Heather Miller was on Route 322 headed home toward Mechanicsburg, stressing about her degree from Penn State University in business and art and how it wasn’t what she wanted to do anymore.
All of a sudden, she came upon an accident that had just happened. One vehicle swerved off the road, hitting a guide rail. The other overturned and the driver was slowly pulling himself from the wreck. In the first car, sat an older female driver who had seat-belt burn and the airbag had deployed. She was cold and in shock. So Miller pulled some of the newly-cleaned towels out of her laundry basket and wrapped her up, keeping her company until emergency personnel arrived.
Back in the car, she called her friend who was a pharmacist – to relay the story of what just happened and just talk about how powerful it felt just to be there and help in any way possible. Having worked as a pharmacy technician in high school, could there be a future in medicine, she wondered. And around 2 a.m. one morning, she found a website talking about nurse practitioners and physician assistants. A light bulb went off.
After finishing PA school at Penn College (where her father teaches) in 2014, Miller worked as a hospitalist – doing internal medicine for patients at University of Maryland Medical Center. There, she worked with case managers and behavioral health to provide overall care for those in the hospital with other issues. That’s one of the things that would later excite her about Family First Health.
From there, she worked at Express Care in Hanover until a day when her fiance stumbled across a job at Family First Health. He’s also a PA, but the job asked for experience, and he had just graduated. So he told Miller about it, encouraging her to apply. She did her research and did, and now she’s going to be the second provider at Family First Health’s new Columbia Center. Though she won’t admit it was because of him.

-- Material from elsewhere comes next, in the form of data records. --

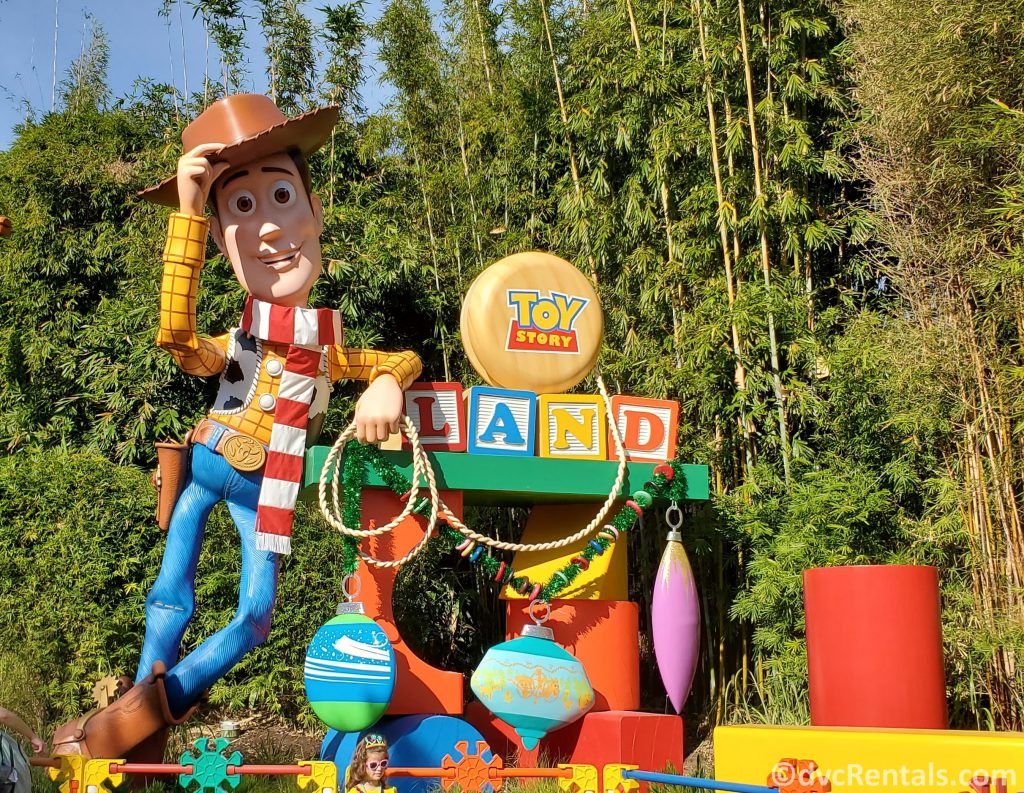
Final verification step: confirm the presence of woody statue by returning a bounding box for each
[53,94,422,760]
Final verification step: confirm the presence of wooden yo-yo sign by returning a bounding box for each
[462,251,604,393]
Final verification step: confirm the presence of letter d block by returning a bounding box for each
[469,385,537,457]
[608,395,679,462]
[540,393,608,460]
[402,383,466,452]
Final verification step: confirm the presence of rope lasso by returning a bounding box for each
[317,416,440,568]
[318,374,626,568]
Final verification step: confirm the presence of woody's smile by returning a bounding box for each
[256,246,302,272]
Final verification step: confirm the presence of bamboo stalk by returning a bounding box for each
[407,122,452,381]
[691,0,754,473]
[538,0,598,286]
[626,0,640,55]
[473,0,495,96]
[456,102,483,269]
[736,0,791,485]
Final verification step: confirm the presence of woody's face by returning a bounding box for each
[211,153,324,306]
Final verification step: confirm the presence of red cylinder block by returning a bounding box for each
[804,565,947,729]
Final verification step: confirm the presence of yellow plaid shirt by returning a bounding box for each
[157,212,423,444]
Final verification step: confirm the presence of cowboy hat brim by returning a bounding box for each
[136,105,340,207]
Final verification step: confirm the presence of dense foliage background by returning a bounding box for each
[0,0,1024,749]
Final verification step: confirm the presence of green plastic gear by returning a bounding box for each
[178,738,242,793]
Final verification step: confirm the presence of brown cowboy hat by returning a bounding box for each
[138,93,339,207]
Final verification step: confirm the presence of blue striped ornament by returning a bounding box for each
[303,603,395,733]
[470,625,594,750]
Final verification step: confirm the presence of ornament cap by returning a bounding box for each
[520,625,555,641]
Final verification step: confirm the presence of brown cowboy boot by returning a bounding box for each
[53,661,198,759]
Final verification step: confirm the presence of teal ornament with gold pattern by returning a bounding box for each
[470,601,594,750]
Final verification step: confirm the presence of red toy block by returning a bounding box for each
[401,383,466,452]
[608,394,679,462]
[505,599,640,713]
[465,702,684,775]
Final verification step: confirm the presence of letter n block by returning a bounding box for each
[608,395,679,462]
[469,385,537,457]
[540,393,608,460]
[402,383,466,452]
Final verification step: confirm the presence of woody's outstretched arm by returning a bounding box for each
[328,346,423,444]
[157,143,227,377]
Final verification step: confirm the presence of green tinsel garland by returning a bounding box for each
[342,444,686,602]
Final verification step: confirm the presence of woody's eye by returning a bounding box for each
[227,190,256,216]
[270,179,295,207]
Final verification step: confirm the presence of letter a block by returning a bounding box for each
[540,393,608,460]
[608,395,679,462]
[402,383,466,452]
[469,385,537,457]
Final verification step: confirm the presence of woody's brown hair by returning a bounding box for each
[345,735,387,790]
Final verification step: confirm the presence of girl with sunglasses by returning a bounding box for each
[345,733,396,793]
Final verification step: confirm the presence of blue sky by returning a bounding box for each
[0,0,405,150]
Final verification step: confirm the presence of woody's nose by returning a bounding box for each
[259,222,281,242]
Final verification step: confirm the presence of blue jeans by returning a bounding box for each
[135,433,278,715]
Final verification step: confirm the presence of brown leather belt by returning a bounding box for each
[188,419,266,471]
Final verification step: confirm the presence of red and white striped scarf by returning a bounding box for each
[242,296,344,553]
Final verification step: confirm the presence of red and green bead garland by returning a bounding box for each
[342,445,686,602]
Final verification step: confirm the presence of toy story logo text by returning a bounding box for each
[505,289,590,356]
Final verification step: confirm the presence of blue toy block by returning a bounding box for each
[468,385,537,457]
[321,714,492,793]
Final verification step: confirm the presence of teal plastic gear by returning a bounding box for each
[178,738,242,793]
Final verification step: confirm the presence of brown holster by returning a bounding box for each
[153,439,191,532]
[53,661,199,758]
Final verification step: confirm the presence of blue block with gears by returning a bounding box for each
[321,714,492,793]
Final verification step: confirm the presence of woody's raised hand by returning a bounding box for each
[178,143,230,217]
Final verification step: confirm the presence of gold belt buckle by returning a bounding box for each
[220,432,266,471]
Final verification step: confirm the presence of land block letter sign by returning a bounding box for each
[540,393,608,460]
[469,385,537,457]
[402,383,466,452]
[608,395,679,462]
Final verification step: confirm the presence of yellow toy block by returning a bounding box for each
[604,763,640,793]
[538,393,608,460]
[558,763,599,793]
[502,504,629,600]
[46,754,85,793]
[79,760,125,793]
[715,725,1024,793]
[295,760,338,793]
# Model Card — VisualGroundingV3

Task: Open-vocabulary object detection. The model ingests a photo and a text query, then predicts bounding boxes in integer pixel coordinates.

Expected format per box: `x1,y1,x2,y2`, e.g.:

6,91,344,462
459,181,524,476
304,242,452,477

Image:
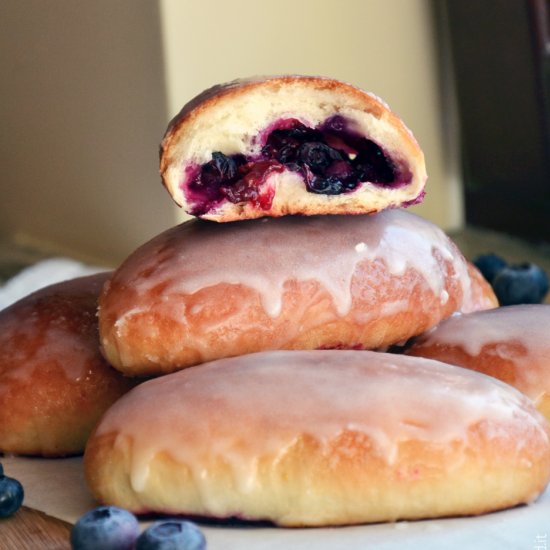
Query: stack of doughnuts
41,76,550,526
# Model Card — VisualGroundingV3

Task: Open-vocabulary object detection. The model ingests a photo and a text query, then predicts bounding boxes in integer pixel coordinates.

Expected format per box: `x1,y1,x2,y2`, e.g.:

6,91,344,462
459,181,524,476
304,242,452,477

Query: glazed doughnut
84,350,550,526
461,262,499,313
99,210,492,375
160,76,427,222
406,304,550,420
0,273,135,456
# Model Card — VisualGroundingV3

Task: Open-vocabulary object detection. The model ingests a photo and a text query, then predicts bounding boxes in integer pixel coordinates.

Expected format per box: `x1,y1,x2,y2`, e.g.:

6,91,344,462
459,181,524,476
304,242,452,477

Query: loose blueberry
492,263,548,306
0,476,25,518
136,520,206,550
473,253,508,283
71,506,139,550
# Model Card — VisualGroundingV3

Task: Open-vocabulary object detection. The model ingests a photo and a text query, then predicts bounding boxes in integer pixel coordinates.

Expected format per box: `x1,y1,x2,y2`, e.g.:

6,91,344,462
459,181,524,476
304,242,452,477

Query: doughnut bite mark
406,304,550,420
160,76,427,222
0,273,135,457
84,350,550,526
99,210,492,375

It was Family First Health’s dedication to coordination of care that had Miller excited to become a part of the team. “Especially for that population,” she said. “They need assistance but don’t know how to get or sometimes that it even exists.” When she was working at the hospital, people would come in as they were falling apart, and FFH’s goal is to reduce that by working on preventative, overall care, she said.
When she’s not working (or planning her May wedding), Miller spends her free time sleeping,cooking, attending PSU football games, visiting family and friends and touring wineries. She enjoys going to the gym and has taken on running. She recently completed a few virtual 5Ks for the Leukemia and Lymphoma Society.